I think one of the most common mistakes people make when they put in new measures into any business is underestimating the intelligence of the people they are measuring. I saw a strange example of this in the papers a few weeks ago, regarding the refit of trains for Southern Railway. They have decided to not have toilets on the new trains (bizarrely defending their position by saying the 66% of their trains will still have loos – if I’m on a train with a 5 year old who needs a pee – the train either 100% does or 100% does not have a toilet!). This seems like a strange decision, until you look at the justification. They talk about increased capacity (makes sense: more fares for no extra rolling stock or operating costs) but there’s also the reliability measures, a loo that goes wrong can take a train out of service and of course removing the loo means that maintenance and cleaning costs go down. So some pretty sensible measures – fare revenue, capacity, reliability and maintenance costs have resulted in a decision that seems totally nuts.

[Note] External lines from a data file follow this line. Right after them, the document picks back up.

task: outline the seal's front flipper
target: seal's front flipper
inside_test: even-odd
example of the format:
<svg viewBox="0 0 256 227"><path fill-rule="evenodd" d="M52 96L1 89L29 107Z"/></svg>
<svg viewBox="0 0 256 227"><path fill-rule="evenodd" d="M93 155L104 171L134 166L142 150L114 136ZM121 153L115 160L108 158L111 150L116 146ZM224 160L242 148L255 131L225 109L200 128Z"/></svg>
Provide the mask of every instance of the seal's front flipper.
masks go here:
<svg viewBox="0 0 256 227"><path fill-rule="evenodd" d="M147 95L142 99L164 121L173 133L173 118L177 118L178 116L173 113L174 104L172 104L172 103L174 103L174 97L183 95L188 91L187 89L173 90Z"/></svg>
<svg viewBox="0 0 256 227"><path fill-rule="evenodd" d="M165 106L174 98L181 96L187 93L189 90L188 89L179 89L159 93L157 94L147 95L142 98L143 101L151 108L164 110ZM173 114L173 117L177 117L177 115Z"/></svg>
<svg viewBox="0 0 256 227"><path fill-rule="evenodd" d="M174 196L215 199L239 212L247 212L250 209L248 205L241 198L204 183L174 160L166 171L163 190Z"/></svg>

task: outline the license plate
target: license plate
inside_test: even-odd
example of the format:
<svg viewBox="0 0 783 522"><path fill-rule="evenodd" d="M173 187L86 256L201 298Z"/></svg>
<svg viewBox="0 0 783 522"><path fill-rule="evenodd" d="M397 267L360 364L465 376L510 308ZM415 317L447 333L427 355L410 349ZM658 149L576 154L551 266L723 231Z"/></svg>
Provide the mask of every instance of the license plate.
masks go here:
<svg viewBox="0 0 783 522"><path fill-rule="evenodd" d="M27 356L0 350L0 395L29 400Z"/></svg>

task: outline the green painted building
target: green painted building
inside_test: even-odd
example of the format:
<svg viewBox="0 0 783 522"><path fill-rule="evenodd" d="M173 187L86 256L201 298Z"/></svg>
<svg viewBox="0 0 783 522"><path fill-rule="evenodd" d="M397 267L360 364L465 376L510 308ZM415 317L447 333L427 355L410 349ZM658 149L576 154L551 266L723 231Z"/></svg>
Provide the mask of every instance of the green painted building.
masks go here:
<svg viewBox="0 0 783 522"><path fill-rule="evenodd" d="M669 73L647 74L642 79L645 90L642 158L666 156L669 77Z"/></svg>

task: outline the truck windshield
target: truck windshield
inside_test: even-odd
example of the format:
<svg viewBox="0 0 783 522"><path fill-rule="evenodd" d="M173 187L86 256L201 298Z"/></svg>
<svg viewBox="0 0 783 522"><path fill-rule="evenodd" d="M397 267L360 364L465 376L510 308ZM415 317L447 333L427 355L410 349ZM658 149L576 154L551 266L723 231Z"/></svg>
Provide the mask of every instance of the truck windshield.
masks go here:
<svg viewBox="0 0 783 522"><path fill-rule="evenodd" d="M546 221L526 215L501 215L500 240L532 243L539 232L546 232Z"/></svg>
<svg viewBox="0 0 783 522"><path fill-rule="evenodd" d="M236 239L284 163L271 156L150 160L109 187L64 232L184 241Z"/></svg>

How does this happen? People are great a playing games. I don’t mean this in a derogatory sense. It’s no accident that people love playing chess, Modern Warfare 2 and the rest. People are very, very good at taking a set of rules and making sure they get the outcome that is personally important to them. There’s a whole organisational behaviour dimension to this, and I’m not even going to touch that – but it’s worth thinking about the implied rules that you impose when you start to put measures, KPIs and targets into a business.
It might just be better to look at this as if you were writing the rule book for a new board game.